REI Double Shot Press Mug (or any Portable French Press)

Although there’s no app for this (yet), the portable Frenchpress falls into my 21st century travel essentials. An unexpected expense of road-trips is coffee. Spending 2-3 dollars a cup on those long days can get a little pricy on a longer trip. Plus, gas station coffee is usually half-burned by the time you get it. Most coffee connoisseurs would agree that French pressed coffee is infinitely better than mass produced stuff anyways. Having that little extra luxury on a long trip really makes a difference. When I was camping, all I had to do was have hot water and coffee grinds for a local-coffee-house grade cup of Joe. On my more civilized trips for conferences, I brought my little French press along and enjoyed not having to rely on iffy hotel-room coffee machines. It is my 11th essential.
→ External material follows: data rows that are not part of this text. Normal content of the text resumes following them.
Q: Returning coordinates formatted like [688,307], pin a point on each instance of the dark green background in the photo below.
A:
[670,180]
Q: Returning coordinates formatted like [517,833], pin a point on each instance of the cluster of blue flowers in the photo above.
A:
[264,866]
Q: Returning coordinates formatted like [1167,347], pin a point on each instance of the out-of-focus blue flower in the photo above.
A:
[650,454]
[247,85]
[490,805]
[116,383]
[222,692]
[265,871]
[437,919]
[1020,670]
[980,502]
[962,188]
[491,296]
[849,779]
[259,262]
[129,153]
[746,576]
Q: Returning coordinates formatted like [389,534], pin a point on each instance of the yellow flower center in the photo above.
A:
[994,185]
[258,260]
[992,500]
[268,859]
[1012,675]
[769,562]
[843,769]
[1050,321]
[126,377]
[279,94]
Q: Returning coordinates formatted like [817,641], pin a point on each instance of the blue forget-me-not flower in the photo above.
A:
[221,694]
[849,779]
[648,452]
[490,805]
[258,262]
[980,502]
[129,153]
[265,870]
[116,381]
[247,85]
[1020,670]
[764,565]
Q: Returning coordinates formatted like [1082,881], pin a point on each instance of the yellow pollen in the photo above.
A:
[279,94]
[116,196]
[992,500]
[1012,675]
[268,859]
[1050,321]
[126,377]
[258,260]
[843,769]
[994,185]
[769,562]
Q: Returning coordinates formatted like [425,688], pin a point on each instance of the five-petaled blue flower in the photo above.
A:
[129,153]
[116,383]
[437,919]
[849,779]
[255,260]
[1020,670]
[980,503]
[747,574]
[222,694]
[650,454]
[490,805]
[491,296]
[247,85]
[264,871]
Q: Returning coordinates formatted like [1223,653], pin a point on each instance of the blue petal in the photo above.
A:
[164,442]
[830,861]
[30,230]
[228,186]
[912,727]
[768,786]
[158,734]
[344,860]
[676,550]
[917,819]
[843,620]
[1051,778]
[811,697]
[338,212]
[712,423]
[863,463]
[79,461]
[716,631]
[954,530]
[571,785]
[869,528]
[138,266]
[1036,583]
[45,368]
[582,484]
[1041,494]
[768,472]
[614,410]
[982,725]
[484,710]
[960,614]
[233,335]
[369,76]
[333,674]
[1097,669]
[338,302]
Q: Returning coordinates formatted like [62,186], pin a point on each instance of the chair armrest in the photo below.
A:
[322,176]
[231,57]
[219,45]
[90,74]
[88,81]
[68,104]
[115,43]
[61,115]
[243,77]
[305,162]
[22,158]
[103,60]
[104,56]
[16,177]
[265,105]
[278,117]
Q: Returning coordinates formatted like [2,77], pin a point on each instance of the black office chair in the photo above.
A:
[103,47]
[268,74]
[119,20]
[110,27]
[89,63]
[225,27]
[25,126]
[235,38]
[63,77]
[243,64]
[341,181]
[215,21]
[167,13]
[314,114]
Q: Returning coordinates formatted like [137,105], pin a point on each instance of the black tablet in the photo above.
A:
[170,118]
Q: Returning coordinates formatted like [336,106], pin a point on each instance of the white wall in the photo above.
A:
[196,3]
Stanley 1000 Peak Amp Jump Starter/Compressor

The Stanley Jump Starter is like a Swiss Army Knife for automobiles. I purchased one of these for an extended expedition into the Canadian woods where I was going to be on logging roads for the duration of the trip. However, I’ve found that this useful pack has saved me on multiple out-and-about trips near home. Having a portable batter jump-starter, flat tire air-compressor and USB charger gives me peace of mind on all my road-trips. Not only that, but I could charge my phone or tablet overnight in my tent when I was far from any outlets (and didn’t have to leave my car on!) It plugs right into a car DC cigarette lighter, charges pretty quickly and runs for hours. From filling up a flat mountain bike tire to giving a quick jump to my lawn mower, having one of these jump-starter packs is invaluable on long road trips and at home. (They make this in 300-1000 amps which will charge most any car, truck, boat, ATV or snowmobile) 

AC Power Inverter

Speaking of electric outlets, it’s nice to be able to turn your car’s cigarette lighter into a simple AC outlet (like the kinds you have in your home). I purchased one of these along with the jump starter and essentially was able to charge anything and everything from my car’s cigarette lighter. Given that a majority of my travel writing is done on site, I really can’t be driving all the way to a coffee shop to charge a phone/tablet. With the power inverter, ever single device was always charged- from electric shaver to laptop. These are not very expensive but make a huge difference on a road trip.
Would love to head back out to Utah and drive this road again! (Valley of the Gods)
I’m always the first to get a new app that continues to expand my traveling universe but something things can’t be done by the smartest of phones. As such, I always include a little extra space in my car or luggage for those few non-replaceables that add a little extra peace of mind or luxury to a camping or road trip.